Sete Céus, Terras e Infernos

Algumas das cosmovisões da Antiguidade e da Idade Média postulavam a existência de sete céus, sete terras e sete infernos.

Variantes dessa tripla divisão e vários estágios ocorrem nos pensamentos mesopotâmico, alguns hindu e no jainismo. Nas religiões abraâmicas tal conceito aparece com algumas nuances e em algumas vertentes.

Judaismo

O Talmude lista sete céus e sete terras. Essas ideias cosmológicas complexas aparecem nas literaturas merkavah e hekhalot. Os nomes dos céus encontram-se nas Escrituras:

  1. Vilon (וילון): o primeiro céu, mencionado em Isaías 40:22. Seria a atmosfera acima da Terra e abaixo do firmamento
  2. Raqia (רקיע): o segundo céu ou um o firmamento, termo mencionado em Gênesis 1:17.
  3. Shehaqim (שחקים): o terceiro céu, encontrado em Salmo 78:23 e no comentário Midrash Tehillim ao Salmo 19:7.
  4. Zebul (זבול): Quarto céu. O termo aparece em Isaías 63:15; 1 Reis 8:13.
  5. Ma’on (מעון): Quinto céu. O termo aparece em Deuteronômio 26:15; Salmo 42:9.
  6. Machon (מכון): Sexto céu 1 Reis 8:39; Deuteronômio 28:12.
  7. Araboth (ערבות): o Sétimo céu, a habitação de seres angelicais, as criaturas viventes e o trono de Deus.

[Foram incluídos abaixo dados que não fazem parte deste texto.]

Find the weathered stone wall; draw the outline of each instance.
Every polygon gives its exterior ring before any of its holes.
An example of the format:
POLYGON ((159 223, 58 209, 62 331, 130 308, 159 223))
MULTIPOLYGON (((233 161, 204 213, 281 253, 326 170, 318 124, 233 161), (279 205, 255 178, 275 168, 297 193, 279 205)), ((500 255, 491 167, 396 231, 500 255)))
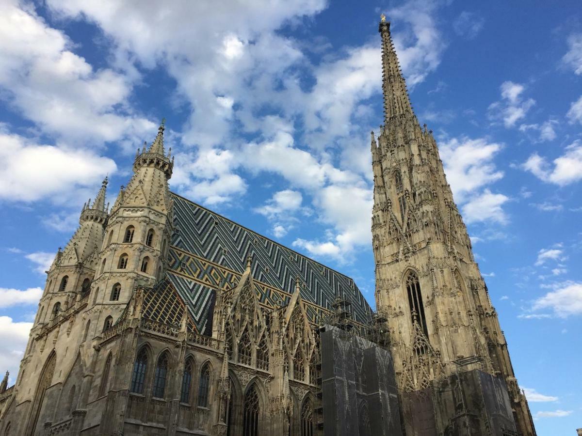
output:
POLYGON ((400 434, 390 352, 329 326, 321 345, 325 436, 400 434))

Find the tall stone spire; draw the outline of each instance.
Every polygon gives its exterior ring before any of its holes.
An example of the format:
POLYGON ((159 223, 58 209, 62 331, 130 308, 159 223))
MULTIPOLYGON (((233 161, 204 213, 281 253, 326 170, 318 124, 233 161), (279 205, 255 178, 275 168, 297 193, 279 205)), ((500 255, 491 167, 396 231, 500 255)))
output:
POLYGON ((162 120, 162 123, 158 127, 158 135, 155 137, 154 142, 152 142, 151 146, 150 147, 148 153, 157 153, 158 155, 164 156, 164 131, 165 129, 164 126, 165 122, 165 119, 162 120))
POLYGON ((390 34, 390 22, 382 15, 378 29, 382 35, 382 90, 384 96, 384 122, 399 115, 413 115, 398 57, 390 34))
MULTIPOLYGON (((459 365, 487 377, 501 374, 517 430, 534 435, 436 142, 412 110, 384 16, 379 31, 385 124, 371 141, 375 297, 390 330, 399 385, 404 394, 439 389, 459 365)), ((449 412, 439 412, 438 420, 448 422, 454 414, 449 412)), ((407 434, 417 433, 413 424, 406 426, 407 434)))
POLYGON ((99 190, 97 196, 95 197, 95 201, 93 202, 93 204, 91 206, 91 209, 105 211, 105 194, 107 194, 108 183, 107 176, 105 176, 105 178, 103 179, 103 183, 101 184, 101 188, 99 190))

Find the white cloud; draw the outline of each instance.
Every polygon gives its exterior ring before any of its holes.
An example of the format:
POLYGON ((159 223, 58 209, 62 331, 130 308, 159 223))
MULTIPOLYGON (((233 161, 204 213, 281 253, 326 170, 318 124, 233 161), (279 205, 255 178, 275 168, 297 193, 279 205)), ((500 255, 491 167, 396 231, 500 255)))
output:
POLYGON ((532 98, 521 98, 525 89, 525 86, 520 83, 503 82, 501 84, 502 99, 492 103, 488 109, 489 119, 503 121, 504 126, 509 128, 525 118, 528 111, 535 104, 535 101, 532 98))
POLYGON ((277 218, 282 214, 292 214, 301 207, 303 196, 301 192, 292 190, 279 191, 273 194, 267 203, 254 210, 271 219, 277 218))
POLYGON ((534 419, 538 419, 539 418, 561 418, 564 416, 567 416, 571 414, 572 413, 572 410, 553 410, 553 411, 540 411, 535 412, 534 415, 534 419))
POLYGON ((94 186, 116 169, 108 158, 38 144, 5 127, 0 126, 0 199, 31 202, 57 193, 70 198, 79 187, 94 186))
POLYGON ((571 124, 576 121, 582 124, 582 95, 575 102, 572 102, 566 116, 570 120, 571 124))
POLYGON ((488 189, 466 203, 462 208, 463 217, 467 224, 480 221, 491 221, 506 224, 509 219, 502 206, 509 200, 502 194, 494 194, 488 189))
POLYGON ((530 203, 530 205, 533 206, 536 209, 544 212, 562 210, 564 209, 564 206, 562 205, 555 205, 548 202, 544 202, 544 203, 530 203))
POLYGON ((503 177, 493 162, 501 148, 483 138, 464 137, 441 143, 439 152, 456 201, 464 202, 469 194, 503 177))
POLYGON ((568 51, 562 61, 574 70, 576 74, 582 74, 582 33, 573 33, 568 37, 568 51))
POLYGON ((119 140, 152 123, 123 105, 132 86, 111 69, 94 70, 73 43, 16 0, 0 6, 0 88, 20 114, 73 143, 119 140), (124 113, 119 115, 119 110, 124 113))
POLYGON ((538 252, 537 260, 535 261, 535 266, 543 265, 548 259, 562 261, 567 258, 564 254, 564 251, 562 249, 562 244, 558 244, 551 248, 542 248, 538 252))
POLYGON ((582 179, 582 141, 577 140, 565 153, 553 160, 553 166, 537 153, 531 155, 521 167, 544 181, 565 186, 582 179))
POLYGON ((558 400, 557 396, 544 395, 543 394, 540 394, 535 389, 531 388, 522 387, 521 389, 525 392, 527 401, 530 402, 545 403, 549 401, 558 401, 558 400))
POLYGON ((474 12, 464 10, 453 22, 453 29, 459 36, 472 40, 483 28, 485 19, 474 12))
POLYGON ((534 310, 550 309, 561 318, 582 315, 582 283, 566 281, 552 286, 553 291, 534 302, 534 310))
POLYGON ((10 371, 10 383, 18 373, 32 323, 15 322, 9 316, 0 316, 0 367, 10 371))
POLYGON ((44 275, 44 271, 48 271, 51 267, 52 261, 55 259, 55 253, 39 251, 36 253, 30 253, 24 257, 36 265, 34 267, 36 272, 44 275))
POLYGON ((557 136, 555 127, 559 124, 557 120, 550 119, 541 124, 521 124, 519 130, 522 132, 532 130, 539 133, 540 141, 553 141, 557 136))
POLYGON ((29 288, 21 291, 12 288, 0 288, 0 308, 22 305, 37 305, 42 295, 40 288, 29 288))

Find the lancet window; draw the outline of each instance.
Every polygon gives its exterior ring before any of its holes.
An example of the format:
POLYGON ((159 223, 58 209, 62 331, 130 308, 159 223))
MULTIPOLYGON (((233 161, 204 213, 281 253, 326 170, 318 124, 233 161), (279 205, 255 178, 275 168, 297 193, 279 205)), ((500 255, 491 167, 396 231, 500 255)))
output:
POLYGON ((301 408, 301 436, 313 436, 313 406, 308 399, 301 408))
POLYGON ((257 348, 257 367, 265 371, 269 370, 269 346, 264 336, 257 348))
POLYGON ((428 338, 428 330, 427 328, 427 319, 424 315, 424 305, 423 303, 423 295, 420 291, 420 283, 418 277, 414 271, 409 273, 406 277, 406 291, 408 294, 408 302, 410 308, 410 316, 412 322, 418 324, 424 335, 428 338))
POLYGON ((259 403, 258 395, 254 386, 251 386, 244 394, 243 403, 243 436, 258 436, 259 433, 259 403))
POLYGON ((135 231, 135 227, 133 226, 129 226, 125 230, 125 235, 123 237, 124 242, 131 242, 133 241, 133 233, 135 231))
POLYGON ((110 301, 118 301, 119 299, 119 295, 121 295, 121 285, 116 283, 111 288, 111 295, 109 295, 110 301))
POLYGON ((69 283, 69 276, 65 276, 61 280, 61 285, 59 287, 59 291, 65 291, 67 288, 67 283, 69 283))
POLYGON ((239 341, 239 362, 245 365, 250 365, 252 359, 252 344, 249 332, 245 330, 239 341))
POLYGON ((119 262, 118 263, 117 267, 120 270, 125 270, 127 267, 127 255, 124 253, 119 256, 119 262))
POLYGON ((107 393, 107 383, 109 381, 109 370, 111 367, 111 353, 109 353, 105 360, 105 366, 103 367, 103 373, 101 374, 101 384, 99 386, 99 396, 103 396, 107 393))
POLYGON ((406 210, 406 198, 404 195, 404 185, 402 183, 402 174, 399 171, 394 172, 394 188, 398 198, 398 207, 400 211, 400 219, 404 223, 404 213, 406 210))
POLYGON ((111 315, 105 318, 105 322, 103 323, 103 331, 108 330, 113 326, 113 317, 111 315))
POLYGON ((190 402, 190 389, 192 384, 192 371, 194 365, 192 359, 189 359, 184 367, 184 376, 182 377, 182 393, 180 395, 180 401, 183 403, 190 402))
POLYGON ((133 373, 132 375, 132 392, 141 394, 144 390, 144 378, 147 369, 147 351, 142 348, 136 358, 133 364, 133 373))
POLYGON ((152 228, 150 228, 147 233, 147 236, 146 238, 146 245, 148 246, 151 246, 152 243, 154 242, 154 231, 152 228))
POLYGON ((199 407, 208 406, 208 389, 210 387, 210 369, 208 364, 202 367, 200 380, 198 385, 198 405, 199 407))
POLYGON ((296 380, 305 381, 305 359, 303 359, 300 346, 298 346, 295 352, 293 362, 293 377, 296 380))
POLYGON ((168 375, 168 354, 164 353, 155 364, 155 373, 154 374, 154 389, 152 395, 158 398, 163 398, 166 391, 166 377, 168 375))

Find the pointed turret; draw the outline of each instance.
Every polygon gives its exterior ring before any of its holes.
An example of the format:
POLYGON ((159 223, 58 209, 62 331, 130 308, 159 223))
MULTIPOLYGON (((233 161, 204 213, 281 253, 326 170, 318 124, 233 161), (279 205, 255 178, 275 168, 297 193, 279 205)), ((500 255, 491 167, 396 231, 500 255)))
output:
POLYGON ((10 373, 6 371, 6 374, 4 374, 4 378, 2 379, 2 383, 0 383, 0 394, 3 394, 6 392, 6 389, 8 388, 9 375, 10 375, 10 373))
MULTIPOLYGON (((165 129, 165 119, 162 120, 162 123, 158 127, 158 135, 155 137, 154 142, 152 142, 151 146, 148 151, 148 153, 156 153, 158 155, 164 155, 164 131, 165 129)), ((145 151, 145 147, 144 148, 145 151)))
POLYGON ((384 122, 395 115, 414 115, 406 91, 398 57, 390 34, 390 22, 382 14, 378 31, 382 35, 382 90, 384 96, 384 122))
POLYGON ((107 183, 108 183, 107 176, 103 179, 103 183, 101 184, 101 188, 99 190, 99 192, 97 193, 97 196, 95 198, 95 201, 93 202, 93 205, 91 206, 91 209, 94 209, 97 210, 103 210, 105 211, 105 194, 107 191, 107 183))

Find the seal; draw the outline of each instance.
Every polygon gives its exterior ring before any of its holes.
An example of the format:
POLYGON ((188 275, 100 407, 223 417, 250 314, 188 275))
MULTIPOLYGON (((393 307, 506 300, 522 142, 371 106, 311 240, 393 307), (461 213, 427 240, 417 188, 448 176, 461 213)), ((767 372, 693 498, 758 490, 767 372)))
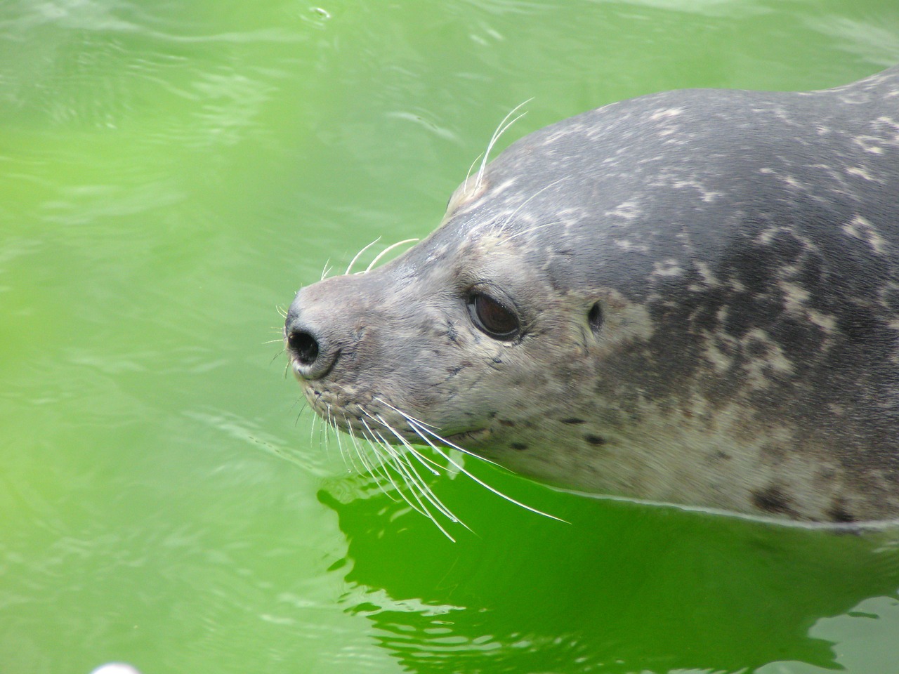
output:
MULTIPOLYGON (((311 407, 386 448, 790 520, 899 518, 899 67, 683 90, 518 140, 297 294, 311 407)), ((417 455, 416 455, 417 457, 417 455)))

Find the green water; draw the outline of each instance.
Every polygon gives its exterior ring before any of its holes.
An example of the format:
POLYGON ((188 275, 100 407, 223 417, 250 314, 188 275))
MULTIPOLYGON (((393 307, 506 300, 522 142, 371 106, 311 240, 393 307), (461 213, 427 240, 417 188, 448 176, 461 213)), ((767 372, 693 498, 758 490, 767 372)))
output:
MULTIPOLYGON (((895 532, 347 474, 277 307, 503 138, 899 62, 895 0, 0 4, 0 673, 899 672, 895 532)), ((370 260, 370 257, 369 258, 370 260)))

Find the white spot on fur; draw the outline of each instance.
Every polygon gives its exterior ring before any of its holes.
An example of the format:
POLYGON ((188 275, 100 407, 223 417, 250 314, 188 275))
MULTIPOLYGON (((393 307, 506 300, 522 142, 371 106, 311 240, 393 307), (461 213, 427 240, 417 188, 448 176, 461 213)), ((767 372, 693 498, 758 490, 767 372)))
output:
POLYGON ((663 110, 657 110, 649 119, 653 121, 658 121, 659 120, 663 120, 670 117, 677 117, 683 114, 683 108, 665 108, 663 110))
POLYGON ((851 221, 843 225, 842 230, 847 236, 853 236, 864 241, 878 255, 883 255, 887 252, 886 240, 880 235, 877 227, 870 221, 861 216, 856 216, 851 221))

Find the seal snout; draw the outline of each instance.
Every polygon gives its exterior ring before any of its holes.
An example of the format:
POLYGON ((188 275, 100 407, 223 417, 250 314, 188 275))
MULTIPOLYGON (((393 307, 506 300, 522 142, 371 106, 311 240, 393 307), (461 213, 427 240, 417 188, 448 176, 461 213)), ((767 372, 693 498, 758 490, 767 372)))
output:
POLYGON ((325 377, 340 354, 340 349, 333 346, 322 331, 316 330, 294 307, 284 324, 284 341, 295 374, 304 379, 325 377))

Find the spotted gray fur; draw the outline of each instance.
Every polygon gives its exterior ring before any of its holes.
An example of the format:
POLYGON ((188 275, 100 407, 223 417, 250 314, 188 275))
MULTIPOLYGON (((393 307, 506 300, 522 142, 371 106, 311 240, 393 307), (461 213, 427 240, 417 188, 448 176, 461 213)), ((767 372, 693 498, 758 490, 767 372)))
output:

Sete Terras: Paralelamente aos sete céus, a cosmologia judaica rabínica também inclui o conceito de sete terras, criadas no primeiro dia da Criação, cada uma separada por camadas:

  1. Heled (חֶלֶד): Salmo 17:14; Salmo 49:1. A primeira terra, onde vive a humanidade, separada de Tebel por um abismo, Tohu, Bohu, um mar e águas.
  2. Tebel (תֶּבֶל): Jó 37:12; Salmo 24:1.local habitado por várias espécies de animais peculiares. É um mundo paralelo e invisível ao nosso.
  3. Yabbashah (יַבָּשָׁה): Gênesis 1:9-10. A terceira terra, caracterizada por rios e nascentes além de vegetações abundantes. O termo significa terra seca ou terra firme em oposição ao mar.
  4. Harabah (חָרָבָה): Jó 3:14. A quarta terra, apesar do nome que significa lugar desolado, apresenta riachos e riachos.
  5. ‘Arka (עַרְקָא): A quinta terra, onde estão localizadas sete divisões do Inferno, além de domínio dos mortos. A Arka foi entregue aos cainitas para sempre, como seu domínio perpétuo.
  6. Adamah (אֲדָמָה): Gênesis 2:6. A sexta terra, um lugar de grande beleza e esplendor, onde a presença divina se manifesta mais plenamente.
  7. Erez (אֶרֶץ): Gênesis 2:6. O território piso ou o chão. É a sétima e mais baixa terra, a base de todo o universo.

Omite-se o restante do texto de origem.